12 years and he didn't know me at all. How could he not know that I would help him. I've done nothing but help. Hell I did everything. So the first time in 12 years he thinks for himself it's to decide to lie to me for a month and plot defection? My logical brain knows that's not right, he just reached the point I was almost at, but it feels that way.

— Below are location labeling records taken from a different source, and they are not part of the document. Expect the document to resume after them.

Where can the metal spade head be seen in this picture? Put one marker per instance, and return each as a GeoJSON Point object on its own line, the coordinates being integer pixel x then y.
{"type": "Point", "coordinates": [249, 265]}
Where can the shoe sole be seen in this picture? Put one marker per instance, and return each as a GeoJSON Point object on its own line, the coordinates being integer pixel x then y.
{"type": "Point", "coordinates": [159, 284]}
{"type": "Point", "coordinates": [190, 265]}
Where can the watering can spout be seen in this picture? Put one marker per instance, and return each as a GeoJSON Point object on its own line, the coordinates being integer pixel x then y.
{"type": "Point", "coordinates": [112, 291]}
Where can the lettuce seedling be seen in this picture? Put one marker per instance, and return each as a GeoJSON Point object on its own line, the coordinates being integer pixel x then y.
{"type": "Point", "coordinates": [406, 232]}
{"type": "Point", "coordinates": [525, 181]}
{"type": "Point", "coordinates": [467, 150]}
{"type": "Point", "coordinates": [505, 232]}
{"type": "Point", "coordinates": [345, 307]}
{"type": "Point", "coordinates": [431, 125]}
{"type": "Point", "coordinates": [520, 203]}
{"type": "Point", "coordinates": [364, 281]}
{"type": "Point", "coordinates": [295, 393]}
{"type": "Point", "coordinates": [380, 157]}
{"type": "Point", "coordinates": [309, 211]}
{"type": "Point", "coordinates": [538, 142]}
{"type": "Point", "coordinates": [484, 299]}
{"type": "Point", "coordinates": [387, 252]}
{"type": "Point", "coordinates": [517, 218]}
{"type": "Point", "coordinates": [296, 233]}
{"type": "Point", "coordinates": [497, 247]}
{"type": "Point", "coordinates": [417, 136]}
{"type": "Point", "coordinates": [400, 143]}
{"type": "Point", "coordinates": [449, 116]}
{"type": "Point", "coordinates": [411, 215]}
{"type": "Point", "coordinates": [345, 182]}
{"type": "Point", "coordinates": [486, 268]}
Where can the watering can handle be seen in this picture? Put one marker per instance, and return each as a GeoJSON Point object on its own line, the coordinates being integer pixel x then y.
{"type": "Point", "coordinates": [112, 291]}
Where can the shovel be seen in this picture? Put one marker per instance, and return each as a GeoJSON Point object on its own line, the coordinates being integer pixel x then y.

So I had removed him as a friend on Facebook because I was obsessing, but I went to a mutual friend's wall and realize posts he had put there were gone. He blocked me. Then he texted me tonight to make sure S and I were ok. WTF! Nothing all weekend, and then I get THAT! So I just spilled it all. Told him this was too hard for me because it hurts too much, that I want to talk to him and tell him everything that's going on, how he's home and happy but that's not the case here, his opinion aside, and that unless he needs something specific, to please not text me. I want to be friends, I still love him, even if I was never in love with him the way I wanted to be. So the yo-yo thing is too much. It's bad enough I'm not sleeping and alternating between eating nothing and eating everything in the house. I can't do that too. I'm also hoping his parents don't send their annual b-day and Christmas cards. I don't want to be rude, but knowing they are no longer part of my life truly devastates me.
I'm really swinging between mad and sad and it sucks. I just want to feel normal again, the new normal.